Whose law would apply? Is "the space before Customs" still in (say) France? Or would this only be a sensible question in "the empty fenced-off stretch between some national borders"?

One thing I'm wondering is why nobody arrested the people living in airports for trespassing.
posted by davy at 10:29 PM on February 22, 2006


In general, airports are NOT international territory. There may be areas of airports (and sea ports) that countries have decided to exclude from their own customs and passport control boundaries.

One thing I'm wondering is why nobody arrested the people living in airports for trespassing.

Why would they? What would they do with these people then?
posted by grouse at 11:24 PM on February 22, 2006


"One thing I'm wondering is why nobody arrested the people living in airports for trespassing."

... they're in international space, and only there because no country will accept them in. where are you gonna take them if you arrest them?
posted by ancamp at 11:37 PM on February 22, 2006


Response by poster: Whose law would apply? Is "the space before Customs" still in (say) France? Or would this only be a sensible question in "the empty fenced-off stretch between some national borders"?
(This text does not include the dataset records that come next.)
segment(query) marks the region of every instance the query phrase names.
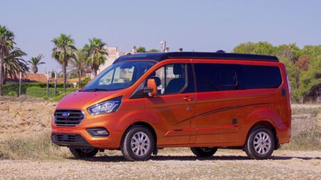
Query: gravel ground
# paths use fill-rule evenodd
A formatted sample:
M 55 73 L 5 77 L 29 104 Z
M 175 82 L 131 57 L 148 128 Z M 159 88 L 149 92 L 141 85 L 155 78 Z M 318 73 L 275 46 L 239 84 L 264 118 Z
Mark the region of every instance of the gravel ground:
M 167 149 L 145 162 L 128 162 L 115 154 L 88 159 L 2 160 L 0 179 L 321 179 L 321 151 L 279 150 L 264 161 L 227 150 L 197 159 L 186 149 Z

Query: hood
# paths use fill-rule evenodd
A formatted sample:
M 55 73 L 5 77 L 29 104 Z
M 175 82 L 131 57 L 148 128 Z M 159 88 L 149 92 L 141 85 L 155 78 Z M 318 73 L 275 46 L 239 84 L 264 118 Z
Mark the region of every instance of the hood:
M 98 91 L 98 92 L 79 92 L 76 91 L 65 96 L 58 104 L 56 109 L 83 109 L 85 110 L 97 103 L 108 100 L 116 96 L 112 95 L 120 91 Z

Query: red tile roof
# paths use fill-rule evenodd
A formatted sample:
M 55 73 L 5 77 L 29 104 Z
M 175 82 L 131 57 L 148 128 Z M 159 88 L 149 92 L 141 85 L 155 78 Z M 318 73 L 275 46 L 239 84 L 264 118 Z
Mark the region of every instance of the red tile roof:
M 9 75 L 6 77 L 7 82 L 18 82 L 19 75 L 17 75 L 17 79 L 15 79 L 13 77 L 11 78 Z M 54 78 L 49 78 L 49 82 L 54 82 Z M 44 73 L 26 73 L 22 77 L 22 82 L 47 82 L 47 75 Z M 63 78 L 57 78 L 58 83 L 63 83 Z

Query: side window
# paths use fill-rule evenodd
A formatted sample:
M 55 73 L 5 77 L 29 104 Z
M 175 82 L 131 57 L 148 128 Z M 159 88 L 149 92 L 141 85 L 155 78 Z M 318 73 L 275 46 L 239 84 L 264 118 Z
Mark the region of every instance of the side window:
M 154 79 L 157 94 L 170 94 L 181 92 L 187 85 L 186 64 L 167 64 L 152 73 L 149 78 Z
M 195 64 L 197 91 L 217 91 L 238 89 L 235 64 Z
M 278 88 L 282 83 L 278 66 L 245 65 L 242 79 L 245 89 Z

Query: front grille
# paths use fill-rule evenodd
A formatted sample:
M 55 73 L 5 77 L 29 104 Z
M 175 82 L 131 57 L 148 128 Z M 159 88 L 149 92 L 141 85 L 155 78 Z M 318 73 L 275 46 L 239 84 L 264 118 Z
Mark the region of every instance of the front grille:
M 75 126 L 85 118 L 85 114 L 81 110 L 56 110 L 54 117 L 56 125 Z
M 52 141 L 60 145 L 88 145 L 88 142 L 79 134 L 69 133 L 54 133 L 51 135 Z

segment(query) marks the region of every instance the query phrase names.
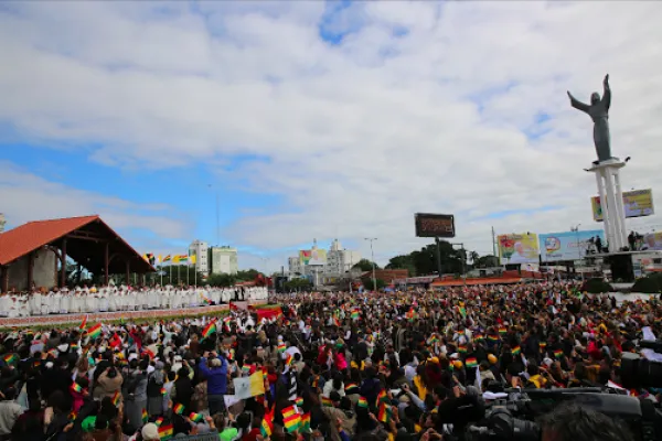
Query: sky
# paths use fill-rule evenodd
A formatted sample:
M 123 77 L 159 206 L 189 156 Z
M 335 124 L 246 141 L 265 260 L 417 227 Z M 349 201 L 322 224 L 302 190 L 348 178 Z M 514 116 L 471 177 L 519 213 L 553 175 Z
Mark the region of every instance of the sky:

AFAIK the point from when you enter the airport until you pass through customs is your home country. Once you go through customs, and until you arrive at your destination & pass through customs there, you're in international territory. Surely someone has jurisdiction, but the airport/airlines have no power to force people to leave. They can give the person a free flight back to where they came from, but they can't compel the person to take that flight.
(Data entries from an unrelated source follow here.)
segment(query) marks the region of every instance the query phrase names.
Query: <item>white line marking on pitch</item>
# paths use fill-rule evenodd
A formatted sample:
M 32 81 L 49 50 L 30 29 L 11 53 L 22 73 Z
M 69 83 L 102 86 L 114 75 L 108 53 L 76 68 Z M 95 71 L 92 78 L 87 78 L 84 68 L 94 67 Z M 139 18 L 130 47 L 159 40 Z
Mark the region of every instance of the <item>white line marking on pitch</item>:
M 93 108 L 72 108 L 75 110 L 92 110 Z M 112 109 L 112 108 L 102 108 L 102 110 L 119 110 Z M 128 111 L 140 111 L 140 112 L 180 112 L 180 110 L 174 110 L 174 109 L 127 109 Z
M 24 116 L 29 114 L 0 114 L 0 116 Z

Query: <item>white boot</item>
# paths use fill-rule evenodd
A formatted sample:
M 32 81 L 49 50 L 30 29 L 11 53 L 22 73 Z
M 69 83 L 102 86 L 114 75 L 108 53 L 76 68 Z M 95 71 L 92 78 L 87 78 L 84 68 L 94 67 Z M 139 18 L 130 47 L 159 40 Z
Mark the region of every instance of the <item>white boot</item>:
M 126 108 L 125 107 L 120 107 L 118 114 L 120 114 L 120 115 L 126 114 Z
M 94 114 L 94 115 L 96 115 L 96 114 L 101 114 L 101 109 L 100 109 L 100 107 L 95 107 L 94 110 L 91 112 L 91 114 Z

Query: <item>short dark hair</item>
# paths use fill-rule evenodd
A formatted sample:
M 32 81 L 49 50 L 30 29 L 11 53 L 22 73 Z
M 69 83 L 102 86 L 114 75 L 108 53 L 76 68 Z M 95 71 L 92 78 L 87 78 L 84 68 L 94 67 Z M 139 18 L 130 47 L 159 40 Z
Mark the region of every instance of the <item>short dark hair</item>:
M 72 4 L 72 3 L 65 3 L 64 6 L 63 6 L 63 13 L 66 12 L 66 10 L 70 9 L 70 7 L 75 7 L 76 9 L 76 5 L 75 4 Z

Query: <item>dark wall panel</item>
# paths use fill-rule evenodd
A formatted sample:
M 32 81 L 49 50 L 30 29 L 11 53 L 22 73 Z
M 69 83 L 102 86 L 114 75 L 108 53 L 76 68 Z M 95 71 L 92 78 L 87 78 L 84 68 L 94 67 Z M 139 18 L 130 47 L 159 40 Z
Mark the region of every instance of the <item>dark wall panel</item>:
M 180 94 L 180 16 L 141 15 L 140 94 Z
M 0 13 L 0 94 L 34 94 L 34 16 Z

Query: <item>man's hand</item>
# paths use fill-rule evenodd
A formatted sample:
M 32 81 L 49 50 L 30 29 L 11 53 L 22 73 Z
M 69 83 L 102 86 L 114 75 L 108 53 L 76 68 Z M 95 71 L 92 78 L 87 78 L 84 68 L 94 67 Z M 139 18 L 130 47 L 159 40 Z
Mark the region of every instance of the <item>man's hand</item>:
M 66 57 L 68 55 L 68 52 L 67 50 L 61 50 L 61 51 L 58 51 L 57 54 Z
This is complicated in a few cases, and the one that comes to mind is another hearsay story from a Canadian friend: because you now go through US customs while you're technically in a Canadian airport, there've been some jurisdiction conflicts. Namely I think a refugee tried to live in the airport, but somehow because he was on the "American" side of customs in Canada, the US claimed he couldn't because they wouldn't provide him with refugee status. I'm not sure how this was resolved.
posted by soviet sleepover at 11:59 PM on February 22, 2006


Once you go through customs, and until you arrive at your destination & pass through customs there, you're in international territory.

That's just incorrect. What possible basis do you have for asserting this?
posted by grouse at 1:54 AM on February 23, 2006


Sir Alfred wrote a book about his experiences and why he still is at the airport after all these years. I found it a very interesting tale.
posted by vagabond at 2:06 AM on February 23, 2006


Soviet, got any more info about your refugee? Describe the interaction you had with them?
posted by By The Grace of God at 2:28 AM on February 23, 2006


First off, let's clear one thing up: customs is for stuff, immigration is for people. Clearing customs just means you aren't a smuggler (or caught smuggling at least), going through immigration means you've been granted entry.
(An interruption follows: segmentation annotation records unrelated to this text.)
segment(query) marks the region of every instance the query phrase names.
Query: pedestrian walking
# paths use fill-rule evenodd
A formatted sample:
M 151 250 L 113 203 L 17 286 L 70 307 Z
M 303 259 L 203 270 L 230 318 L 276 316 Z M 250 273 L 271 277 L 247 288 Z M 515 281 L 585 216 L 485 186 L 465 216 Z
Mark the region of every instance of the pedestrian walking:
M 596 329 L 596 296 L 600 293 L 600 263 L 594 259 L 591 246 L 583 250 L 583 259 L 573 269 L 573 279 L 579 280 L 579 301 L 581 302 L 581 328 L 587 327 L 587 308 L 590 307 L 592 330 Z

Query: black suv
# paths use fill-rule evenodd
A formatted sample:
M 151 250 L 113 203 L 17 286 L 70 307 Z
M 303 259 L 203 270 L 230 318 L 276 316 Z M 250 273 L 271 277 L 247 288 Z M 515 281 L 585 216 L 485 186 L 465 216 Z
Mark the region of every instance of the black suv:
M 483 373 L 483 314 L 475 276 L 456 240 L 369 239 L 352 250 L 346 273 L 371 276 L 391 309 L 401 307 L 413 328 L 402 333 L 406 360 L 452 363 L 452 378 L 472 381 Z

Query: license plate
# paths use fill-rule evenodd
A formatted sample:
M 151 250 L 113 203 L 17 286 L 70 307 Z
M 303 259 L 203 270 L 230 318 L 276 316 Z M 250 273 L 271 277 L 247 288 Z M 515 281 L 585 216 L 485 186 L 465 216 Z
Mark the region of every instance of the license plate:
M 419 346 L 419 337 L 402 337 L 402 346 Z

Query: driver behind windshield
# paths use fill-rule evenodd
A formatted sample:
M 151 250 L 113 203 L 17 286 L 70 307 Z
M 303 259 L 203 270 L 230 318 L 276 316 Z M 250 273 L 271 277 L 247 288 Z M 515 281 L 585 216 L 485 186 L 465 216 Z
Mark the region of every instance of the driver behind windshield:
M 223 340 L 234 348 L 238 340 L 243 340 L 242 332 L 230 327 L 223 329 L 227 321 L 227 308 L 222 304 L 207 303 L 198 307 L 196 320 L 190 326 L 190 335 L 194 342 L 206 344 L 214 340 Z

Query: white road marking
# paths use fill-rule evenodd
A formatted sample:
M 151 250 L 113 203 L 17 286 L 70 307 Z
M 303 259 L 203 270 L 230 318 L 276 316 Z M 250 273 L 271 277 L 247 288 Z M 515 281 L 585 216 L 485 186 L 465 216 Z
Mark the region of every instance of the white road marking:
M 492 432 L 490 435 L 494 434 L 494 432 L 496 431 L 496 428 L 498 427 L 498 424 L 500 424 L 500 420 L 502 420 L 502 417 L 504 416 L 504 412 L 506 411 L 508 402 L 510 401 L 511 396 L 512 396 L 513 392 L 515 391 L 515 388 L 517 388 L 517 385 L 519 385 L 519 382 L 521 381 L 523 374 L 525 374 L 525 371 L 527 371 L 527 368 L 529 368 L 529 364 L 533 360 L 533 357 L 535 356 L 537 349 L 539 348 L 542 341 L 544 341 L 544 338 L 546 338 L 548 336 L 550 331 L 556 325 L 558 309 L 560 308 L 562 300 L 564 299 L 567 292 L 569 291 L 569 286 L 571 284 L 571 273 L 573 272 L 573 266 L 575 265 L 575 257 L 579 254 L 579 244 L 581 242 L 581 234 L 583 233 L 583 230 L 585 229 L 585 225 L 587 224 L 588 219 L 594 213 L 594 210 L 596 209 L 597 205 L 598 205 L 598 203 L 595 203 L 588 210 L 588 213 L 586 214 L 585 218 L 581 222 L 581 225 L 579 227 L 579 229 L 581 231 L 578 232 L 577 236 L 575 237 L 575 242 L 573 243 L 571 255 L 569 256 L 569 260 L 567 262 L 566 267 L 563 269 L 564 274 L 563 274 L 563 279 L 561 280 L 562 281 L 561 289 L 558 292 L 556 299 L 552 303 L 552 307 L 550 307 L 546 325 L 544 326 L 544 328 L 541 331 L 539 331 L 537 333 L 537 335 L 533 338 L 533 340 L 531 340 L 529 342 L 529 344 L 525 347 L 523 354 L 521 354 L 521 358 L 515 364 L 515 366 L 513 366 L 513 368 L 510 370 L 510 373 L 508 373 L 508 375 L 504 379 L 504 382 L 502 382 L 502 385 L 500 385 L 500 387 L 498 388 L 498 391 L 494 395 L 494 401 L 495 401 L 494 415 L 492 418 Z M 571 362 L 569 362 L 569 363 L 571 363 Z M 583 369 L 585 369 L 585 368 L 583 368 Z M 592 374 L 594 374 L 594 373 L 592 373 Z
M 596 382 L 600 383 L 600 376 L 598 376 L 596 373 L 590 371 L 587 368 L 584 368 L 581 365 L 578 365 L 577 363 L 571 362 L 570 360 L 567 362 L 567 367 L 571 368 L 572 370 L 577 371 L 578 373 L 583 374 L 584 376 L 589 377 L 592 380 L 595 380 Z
Some countries consider the part of the airport from the gate to immigration to be a no-man's land of sorts. People in this area have yet to be granted entrance into the country, however they have been stamped out of their departure country. If they refuse to be sent back or the departure country refuses to take them back then they are in limbo.

In the US we don't do this. Many departure points, such as Canadian airports, have pre-screening, so technically you've already been granted entry before you even leave. Also we have a system called parole. Rather than forcing some poor guy to live for decades in the airport, the US will parole him to live on his own.